Media Rights group: Cambodia and Malaysia must protect domestic workers

Nov 1, 2011
DPA

Phnom Penh – Thousands of Cambodian domestic workers in Malaysia are at risk of a range of abuses including physical and sexual violence, a prominent rights group said Tuesday.

Human Rights Watch said Cambodia and Malaysia must act to ensure women are properly protected, and called on both countries to ratify the International Labour Organization’s domestic work convention, which protects workers from violence and exploitation.

Jyotsna Poudyal, HRW’s women’s rights researcher, said Cambodia’s migration policy showed Phnom Penh wanted to promote labour migration, but was noticeably less keen to protect those women who went abroad.

‘The government should stop abdicating responsibility to unscrupulous recruitment agencies and clean up exploitation and abuse,’ she said, adding that a comprehensive migration law was needed.

The New York-based group said very few of the 28 Cambodian women and girls it had interviewed held a positive view of their experience. None had received their full salary, and nearly half reported physical or psychological abuse. One was raped by her employer.

HRW’s report, titled ‘They Deceived Us At Every Step’, also found a litany of abuses by the firms that recruit the women in Cambodia such as underage recruitment, forcible confinement in training centres, cash advances that lead to debt bondage, and misleading information about what the work would entail.

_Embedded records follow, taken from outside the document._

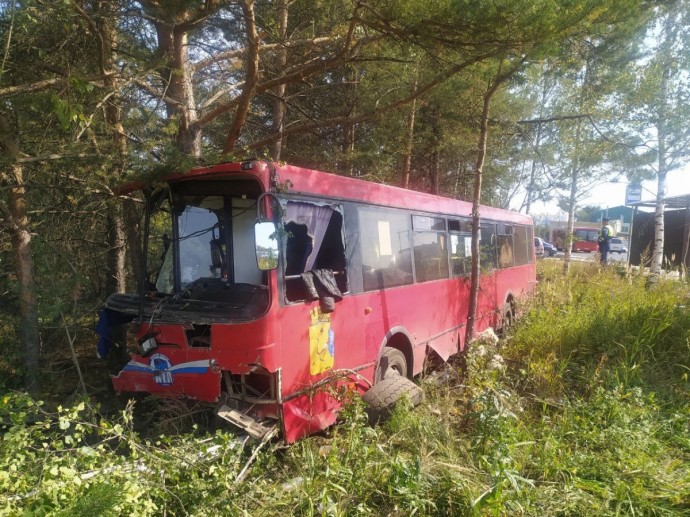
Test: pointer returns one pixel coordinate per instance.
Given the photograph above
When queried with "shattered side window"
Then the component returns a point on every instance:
(314, 241)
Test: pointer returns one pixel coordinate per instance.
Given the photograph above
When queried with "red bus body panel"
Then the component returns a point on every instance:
(431, 315)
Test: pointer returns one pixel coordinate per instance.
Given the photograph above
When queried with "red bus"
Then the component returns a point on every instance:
(271, 284)
(584, 238)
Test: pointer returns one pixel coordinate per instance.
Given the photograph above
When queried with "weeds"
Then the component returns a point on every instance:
(586, 411)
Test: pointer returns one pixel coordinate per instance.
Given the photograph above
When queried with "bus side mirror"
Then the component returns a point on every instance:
(266, 240)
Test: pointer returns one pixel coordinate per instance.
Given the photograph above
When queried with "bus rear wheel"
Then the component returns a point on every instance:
(391, 364)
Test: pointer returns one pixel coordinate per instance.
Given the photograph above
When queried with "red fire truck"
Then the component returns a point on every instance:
(269, 285)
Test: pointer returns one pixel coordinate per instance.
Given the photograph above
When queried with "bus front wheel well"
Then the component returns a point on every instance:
(400, 343)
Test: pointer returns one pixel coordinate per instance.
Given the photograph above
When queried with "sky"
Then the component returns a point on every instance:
(610, 194)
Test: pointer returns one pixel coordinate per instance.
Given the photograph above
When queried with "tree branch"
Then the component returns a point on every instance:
(373, 114)
(46, 84)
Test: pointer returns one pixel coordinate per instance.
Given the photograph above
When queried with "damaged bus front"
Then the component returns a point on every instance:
(211, 252)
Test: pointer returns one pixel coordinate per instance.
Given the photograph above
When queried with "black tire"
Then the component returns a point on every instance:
(391, 364)
(382, 397)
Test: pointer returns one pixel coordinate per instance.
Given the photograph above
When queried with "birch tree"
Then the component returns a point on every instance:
(657, 102)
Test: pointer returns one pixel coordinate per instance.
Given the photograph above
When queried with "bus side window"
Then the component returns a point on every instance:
(314, 241)
(505, 246)
(487, 246)
(386, 252)
(521, 245)
(460, 246)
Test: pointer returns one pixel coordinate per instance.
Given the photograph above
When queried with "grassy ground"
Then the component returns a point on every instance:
(583, 410)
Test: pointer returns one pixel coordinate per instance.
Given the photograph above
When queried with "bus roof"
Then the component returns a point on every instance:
(311, 182)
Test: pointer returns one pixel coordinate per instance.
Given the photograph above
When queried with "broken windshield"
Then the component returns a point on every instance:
(201, 245)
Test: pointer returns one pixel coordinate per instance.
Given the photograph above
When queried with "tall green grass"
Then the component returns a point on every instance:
(585, 412)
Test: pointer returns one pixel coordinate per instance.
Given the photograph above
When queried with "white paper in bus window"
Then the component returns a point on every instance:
(385, 247)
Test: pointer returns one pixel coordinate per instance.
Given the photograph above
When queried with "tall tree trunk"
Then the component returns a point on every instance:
(116, 279)
(107, 38)
(17, 222)
(279, 107)
(570, 230)
(251, 79)
(173, 45)
(409, 142)
(476, 197)
(409, 133)
(662, 165)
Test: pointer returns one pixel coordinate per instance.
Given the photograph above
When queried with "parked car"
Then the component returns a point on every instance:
(538, 247)
(618, 246)
(549, 249)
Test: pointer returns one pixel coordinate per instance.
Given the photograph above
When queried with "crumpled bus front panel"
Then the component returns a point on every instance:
(172, 371)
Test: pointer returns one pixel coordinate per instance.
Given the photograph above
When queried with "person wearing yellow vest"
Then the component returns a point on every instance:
(604, 241)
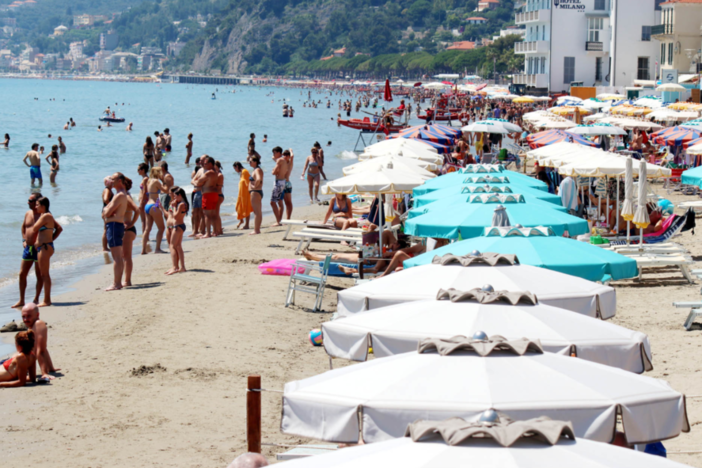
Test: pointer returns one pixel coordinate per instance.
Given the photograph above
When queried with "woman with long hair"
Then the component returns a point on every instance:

Women and girls also encountered significant problems once they arrived in Malaysia. The most common complaints involved excessive working hours of up to 21 hours a day, no rest days and insufficient food.

In October Cambodia announced it would suspend sending domestic workers to Malaysia after numerous reports of abuses.

Recent news reports have revealed close links between recruitment firms and Cambodian officials in the Ministry of Labour and the Ministry of Interior.

An estimated 300,000 young people enter Cambodia’s job market each year, but there is little formal work to be had in-country, forcing many to deal with recruitment agencies or people smugglers.

At least 40,000 Cambodian women and girls have been sent to Malaysia as domestic workers since 2008.

Rights groups have long complained that foreign maids in Malaysia lack protection under its labour laws. Cambodia’s suspension could exacerbate Malaysia’s on-going labour shortage, and comes on the heels of a similar ban instituted by Indonesia two years ago.